In 1919, he was selected as the representative of the Korean National Assembly in Vladivostok and came to Shanghai to negotiate with the Provisional Government of the Republic of Korea.
He participated in the independence movement

In 1925, the Soviet Union sent Foreign Minister Lev. M. Karakhan to Japan's foreign minister, Bang Taek-kyum-gil, and signed a secret agreement with Japan to oust and arrest Korean nationalists, including Kim Kyu-sik and Cho Wan-koo, who were not moving as ordered by the Soviet Communist Party. Won Sei-hoon was also forced out of the Soviet Union at that time.
Won Sehun was State Councilor of the Provisional Government.

On October 23, 1945, he expressed his support for Syngman Rhee at the National Council for the Promotion of Independence.
He became a member of the Anti-trust National Mobilization Committee, which was formed on December 30, after Kim Ku protested the Moscow Conference (1945) and pushed for a strong anti-trustee campaign.

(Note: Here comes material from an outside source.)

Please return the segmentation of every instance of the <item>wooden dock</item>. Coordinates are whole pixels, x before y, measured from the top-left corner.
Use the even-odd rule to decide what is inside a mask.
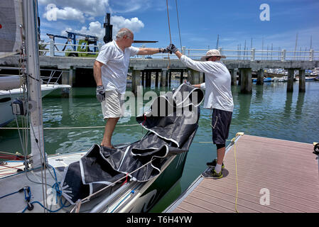
[[[236,212],[237,198],[239,213],[318,213],[318,163],[313,151],[313,144],[238,136],[227,148],[224,177],[198,177],[164,212]]]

He was visited by Kim Yeon-soo, a businessman, in late 1945. While temporarily staying at the home of Na Yong-kyun, secretary-general of the Korea Democratic Party, Won asked him to take over the Kyungbang for a while, but Won did not receive the political funds he gave him. It is said that it was because of the time of Japanese militarism.

On February 14, 1946, he was elected one of the 28 supreme political members of the Emergency National Congress.

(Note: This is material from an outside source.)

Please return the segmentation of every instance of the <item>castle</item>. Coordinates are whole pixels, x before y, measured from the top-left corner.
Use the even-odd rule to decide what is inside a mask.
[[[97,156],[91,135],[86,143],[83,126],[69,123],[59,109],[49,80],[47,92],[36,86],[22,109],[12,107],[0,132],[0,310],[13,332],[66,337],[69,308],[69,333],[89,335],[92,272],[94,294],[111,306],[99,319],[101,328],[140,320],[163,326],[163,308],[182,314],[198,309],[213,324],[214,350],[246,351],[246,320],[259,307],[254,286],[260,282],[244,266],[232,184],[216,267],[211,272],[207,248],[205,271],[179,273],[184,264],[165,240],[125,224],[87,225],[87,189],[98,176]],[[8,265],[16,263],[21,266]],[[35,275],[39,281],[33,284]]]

He was a member of the South Korean Transitional Legislation Committee.
On August 20, 1949, he was elected to the Standing Committee of the National Council for the Strengthening of the People's Republic of Korea.
He ran for the second National Assembly in 1950 and was elected.
He was kidnapped to North Korea during the Korean War and served as a standing member and executive member of the Council for the Promotion of Peaceful Reunification of North Korea, but was purged in 1959 for international espionage and died on December 25 of the same year.